Das Portal von Handelsblatt und WirtschaftsWoche
Tricksen bei der Jobsuche
Foto: Gina Sanders/Fotolia.com
Bewerbungspfusch

Gefährliche Tricksereien

Teil 4: Verlust von Reputation

Wer trickst, riskiert nicht nur auf-, sondern auch nachträglich beim Arbeitgeber rauszufliegen. Und wer Zeugnisse manipuliert, macht sich sogar strafbar wegen Urkundenfälschung, was mit bis zu fünf Jahren Freiheitsstrafe oder Geldstrafen geahndet werden kann.

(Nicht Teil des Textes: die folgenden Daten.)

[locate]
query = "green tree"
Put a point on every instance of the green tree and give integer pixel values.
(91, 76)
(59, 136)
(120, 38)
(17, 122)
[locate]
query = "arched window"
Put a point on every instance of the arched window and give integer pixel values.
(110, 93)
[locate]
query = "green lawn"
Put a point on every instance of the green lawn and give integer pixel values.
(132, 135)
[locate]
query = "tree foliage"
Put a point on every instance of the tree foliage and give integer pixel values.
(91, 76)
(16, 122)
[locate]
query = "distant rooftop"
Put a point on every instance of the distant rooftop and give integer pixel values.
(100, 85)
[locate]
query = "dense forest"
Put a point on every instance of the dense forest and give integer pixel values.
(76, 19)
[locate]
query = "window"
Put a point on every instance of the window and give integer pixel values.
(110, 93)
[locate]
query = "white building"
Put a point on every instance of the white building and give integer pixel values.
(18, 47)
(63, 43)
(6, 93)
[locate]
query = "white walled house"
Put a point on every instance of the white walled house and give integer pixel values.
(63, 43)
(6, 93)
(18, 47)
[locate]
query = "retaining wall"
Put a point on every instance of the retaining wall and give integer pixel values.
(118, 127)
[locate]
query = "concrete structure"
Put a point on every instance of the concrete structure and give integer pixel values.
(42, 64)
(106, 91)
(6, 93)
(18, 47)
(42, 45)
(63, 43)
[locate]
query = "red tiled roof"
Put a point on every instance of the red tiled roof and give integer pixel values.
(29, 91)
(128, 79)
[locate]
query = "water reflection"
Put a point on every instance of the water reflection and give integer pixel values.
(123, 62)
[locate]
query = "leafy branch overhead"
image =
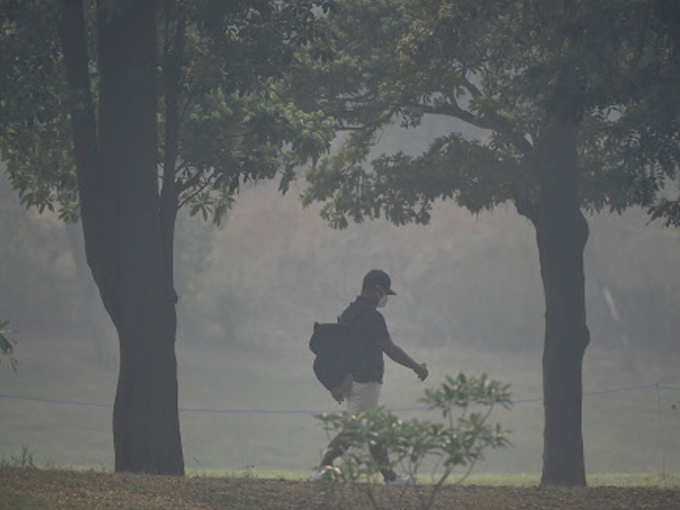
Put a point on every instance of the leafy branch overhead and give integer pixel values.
(500, 69)
(227, 116)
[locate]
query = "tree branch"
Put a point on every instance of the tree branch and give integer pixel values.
(195, 193)
(491, 122)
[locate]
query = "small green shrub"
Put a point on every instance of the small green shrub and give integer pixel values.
(458, 441)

Schon der Versuch ist eine Straftat.

Personalchefs sollten auf gar keinen Fall ein Auge zudrücken, wenn ein Bewerber oder sogar ein Mitarbeiter nachträglich beim Bewerbungsunterlagen-Tuning erwischt wird. Karsten Turck weiß aus eigener Erfahrung, "es verursacht einen massiven Vertrauensverlust - der Arbeitgeber wird den Verdacht nicht los, dass es der Betreffende auch auf anderen Gebieten nicht genau nimmt".

Wer einmal lügt...

Personalmanager und Firmenchefs, die bei der Einstellung zu lax vorgehen, können weitaus größere Sorgen bekommen. Das zeigen ebenfalls die Analysen der Detektei Kocks.

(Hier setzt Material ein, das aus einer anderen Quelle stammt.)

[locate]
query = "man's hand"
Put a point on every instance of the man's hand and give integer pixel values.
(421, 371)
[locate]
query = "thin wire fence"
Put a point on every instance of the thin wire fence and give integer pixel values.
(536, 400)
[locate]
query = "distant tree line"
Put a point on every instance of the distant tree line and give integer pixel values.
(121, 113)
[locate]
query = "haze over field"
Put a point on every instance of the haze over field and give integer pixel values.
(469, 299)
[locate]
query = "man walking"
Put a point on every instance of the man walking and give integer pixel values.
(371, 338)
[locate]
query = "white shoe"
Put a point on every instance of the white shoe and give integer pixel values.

Denn rund 70 Prozent derjenigen Führungskräfte, die korrupt sind oder Geschäftsgeheimnisse verraten, haben schon bei ihrer Bewerbung geschummelt.

Das ergab die nachträgliche Analyse der Bewerbungsunterlagen von denjenigen, die später zum Beispiel als Top-Einkäufer von Lieferanten hohe Vermittlungsprämien kassiert haben oder Preislisten oder Konstruktionspläne beim Wechsel zur Konkurrenz mitgenommen haben.

Tatort Arbeitsplatz
 
Experte Lotze: "Alle Alarmsignale sind an, aber sie werden häufig ignoriert." Nicht selten liegt das daran, weil Personalmanager angesichts der Bewerberflut, die heute nicht mehr nur auf Papier, sondern eben auch über die unterschiedlichsten digitalen Kanäle bei ihnen anlandet, deutlich überlastet sind.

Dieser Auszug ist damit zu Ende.